Но мисс Люси уже начала обводить взглядом всех, кто был на веранде.
— Я знаю, что ты не имел в виду ничего плохого. Но таких разговоров слишком много, я слышу их все время и считаю, что вам напрасно разрешают их вести. — С карниза ей на плечо падали капли, но она, кажется, их не замечала. — Раз никто другой с вами объясниться не хочет, — продолжала она, — придется мне. Проблема, как я ее вижу, вот в чем: вам говорят и не говорят. Вам говорят кое-что, но никто из вас толком не понимает, и осмелюсь утверждать, что есть люди, которые вполне довольны таким положением вещей. Но только не я. Если мы хотим, чтобы вы прожили достойную жизнь, надо, чтобы вы запомнили, и запомнили как следует: никто из вас не поедет в Америку, никому из вас не стать кинозвездой. И никто из вас не будет работать в супермаркете — я слышала на днях, как некоторые делились друг с другом такими планами. Как пройдет ваша жизнь, известно наперед. Вы повзрослеете, но до того, как состаритесь, даже до того, как достигнете среднего возраста, у вас начнут брать внутренние органы для пересадки. Ради этих донорских выемок вы и появились на свет. Вы по-другому сотворены, чем актеры, играющие в фильмах на ваших видеокассетах, вы даже по-другому сотворены, чем я. Вас растят для определенной цели, и ваша судьба известна заранее. Поэтому не нужно больше таких разговоров. Пройдет совсем немного времени, и вы покинете Хейлшем, да и день первой выемки для каждого из вас не так уж далек. Помните об этом. Если вы хотите прожить достойную жизнь, вы должны знать, кто вы такие и что вас ожидает — всех без исключения.

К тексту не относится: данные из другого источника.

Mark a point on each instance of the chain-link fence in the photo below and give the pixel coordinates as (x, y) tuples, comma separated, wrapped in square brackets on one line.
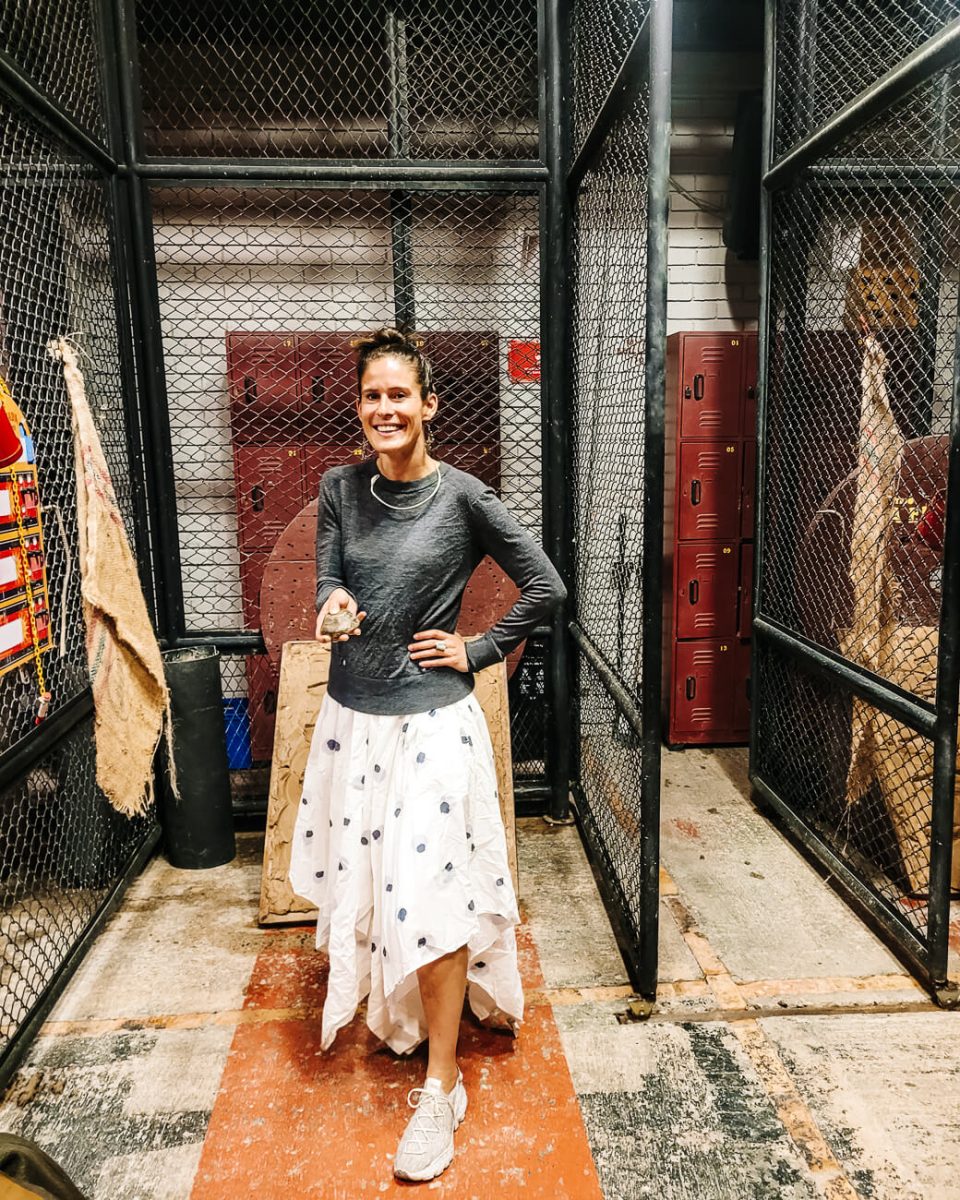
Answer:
[(861, 370), (363, 79), (618, 300), (64, 852)]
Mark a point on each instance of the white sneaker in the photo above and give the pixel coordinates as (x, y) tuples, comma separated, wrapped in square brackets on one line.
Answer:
[(426, 1147)]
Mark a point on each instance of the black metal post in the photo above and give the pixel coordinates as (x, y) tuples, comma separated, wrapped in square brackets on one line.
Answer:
[(136, 226), (399, 136), (658, 203), (555, 238), (945, 742), (765, 348)]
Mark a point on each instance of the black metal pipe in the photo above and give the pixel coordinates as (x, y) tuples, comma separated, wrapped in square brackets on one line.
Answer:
[(658, 203), (555, 340), (618, 101), (765, 346), (27, 95), (832, 667), (936, 53), (948, 683), (383, 173)]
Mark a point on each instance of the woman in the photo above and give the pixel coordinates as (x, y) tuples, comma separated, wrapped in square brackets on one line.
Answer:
[(399, 839)]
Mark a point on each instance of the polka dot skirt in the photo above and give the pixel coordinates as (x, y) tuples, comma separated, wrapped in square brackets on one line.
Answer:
[(400, 845)]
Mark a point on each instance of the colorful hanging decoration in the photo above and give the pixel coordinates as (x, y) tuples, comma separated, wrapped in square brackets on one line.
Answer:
[(24, 610)]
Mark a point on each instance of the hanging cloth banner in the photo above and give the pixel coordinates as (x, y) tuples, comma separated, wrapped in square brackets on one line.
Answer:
[(873, 627), (126, 671)]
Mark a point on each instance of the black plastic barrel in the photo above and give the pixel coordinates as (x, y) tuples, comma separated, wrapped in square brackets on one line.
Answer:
[(198, 826)]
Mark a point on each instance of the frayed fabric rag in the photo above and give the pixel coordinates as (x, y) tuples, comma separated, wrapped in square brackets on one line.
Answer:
[(131, 701)]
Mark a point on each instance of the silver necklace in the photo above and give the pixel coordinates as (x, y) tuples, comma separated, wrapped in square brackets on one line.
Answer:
[(403, 508)]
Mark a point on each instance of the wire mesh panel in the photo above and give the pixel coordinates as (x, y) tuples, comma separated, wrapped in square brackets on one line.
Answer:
[(831, 49), (61, 851), (803, 750), (262, 294), (54, 43), (861, 382), (57, 279), (618, 309), (363, 79)]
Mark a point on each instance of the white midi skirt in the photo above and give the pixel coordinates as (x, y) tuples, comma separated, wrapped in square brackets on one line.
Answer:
[(400, 844)]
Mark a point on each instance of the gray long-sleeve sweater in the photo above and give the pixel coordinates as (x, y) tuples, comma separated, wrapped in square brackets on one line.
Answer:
[(408, 569)]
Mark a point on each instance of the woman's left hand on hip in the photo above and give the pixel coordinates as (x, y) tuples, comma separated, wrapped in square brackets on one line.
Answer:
[(435, 648)]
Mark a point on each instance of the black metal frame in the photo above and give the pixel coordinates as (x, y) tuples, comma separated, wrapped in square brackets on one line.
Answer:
[(928, 957), (636, 924)]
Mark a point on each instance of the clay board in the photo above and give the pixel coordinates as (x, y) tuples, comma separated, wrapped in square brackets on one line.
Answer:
[(304, 672)]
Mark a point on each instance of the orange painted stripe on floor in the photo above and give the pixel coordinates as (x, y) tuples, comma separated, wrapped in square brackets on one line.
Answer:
[(293, 1121)]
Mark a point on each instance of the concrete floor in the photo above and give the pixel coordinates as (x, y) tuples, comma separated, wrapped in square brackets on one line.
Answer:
[(790, 1056)]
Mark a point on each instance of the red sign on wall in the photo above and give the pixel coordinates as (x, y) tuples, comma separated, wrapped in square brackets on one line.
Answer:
[(523, 361)]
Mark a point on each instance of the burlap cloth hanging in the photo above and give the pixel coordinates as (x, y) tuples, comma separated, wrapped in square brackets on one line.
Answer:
[(126, 671), (885, 751)]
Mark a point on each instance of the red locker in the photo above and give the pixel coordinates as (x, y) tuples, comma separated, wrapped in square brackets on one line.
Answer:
[(708, 526), (262, 376), (750, 364), (743, 689), (748, 489), (708, 490), (747, 591), (328, 388), (705, 687), (707, 591), (262, 705), (251, 576), (269, 492), (711, 385)]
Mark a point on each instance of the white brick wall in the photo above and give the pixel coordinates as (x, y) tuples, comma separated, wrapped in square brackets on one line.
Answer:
[(708, 287)]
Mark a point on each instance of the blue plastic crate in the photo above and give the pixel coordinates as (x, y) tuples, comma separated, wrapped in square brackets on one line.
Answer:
[(237, 724)]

Она умолкла, но мне показалось, что про себя она продолжает вести этот разговор: некоторое время ее взгляд блуждал, переходя с одного лица на другое, как будто она все еще объясняла нам что-то мысленно. Когда она опять повернулась лицом к игровому полю, мы все вздохнули с облегчением.
— Теперь, пожалуй, можно, — сказала она, хотя дождь лил так же сильно. — Пошли. А там, может быть, и солнце выглянет.
По-моему, это все, что мы от нее тогда услышали. Несколько лет назад, когда я и Рут вспоминали это в дуврском центре, она стала меня убеждать, что мисс Люси рассказала нам еще много чего — про необходимость для каждого из нас побыть до выемок помощником доноров, про обычную последовательность выемок, про центры реабилитации и так далее, — но я более или менее уверена, что Рут ошиблась. Начиная говорить, мисс Люси, вполне возможно, и собиралась нам все это выложить, но думаю, что, увидев наши озадаченные, тревожные лица, она просто-напросто не смогла на это решиться.
Как подействовало на нас то, что выплеснулось у мисс Люси в павильоне, точно объяснить не могу. Слух распространился довольно быстро, но разговоры шли больше о самой мисс Люси, чем о том, что она пыталась нам втолковать. Некоторые решили, что она на минуточку спятила, другие — что она говорила по поручению мисс Эмили и прочих опекунов; кое-кто из тех, кто был тогда в павильоне, даже считал потом, что мисс Люси всего-навсего отругала нас за шум и беспорядок на веранде. Сами же ее слова, повторяю, обсуждались на удивление мало. Если про них и вспоминал кто-нибудь, обычная реакция была такая: «Ну и что? А то мы не знали».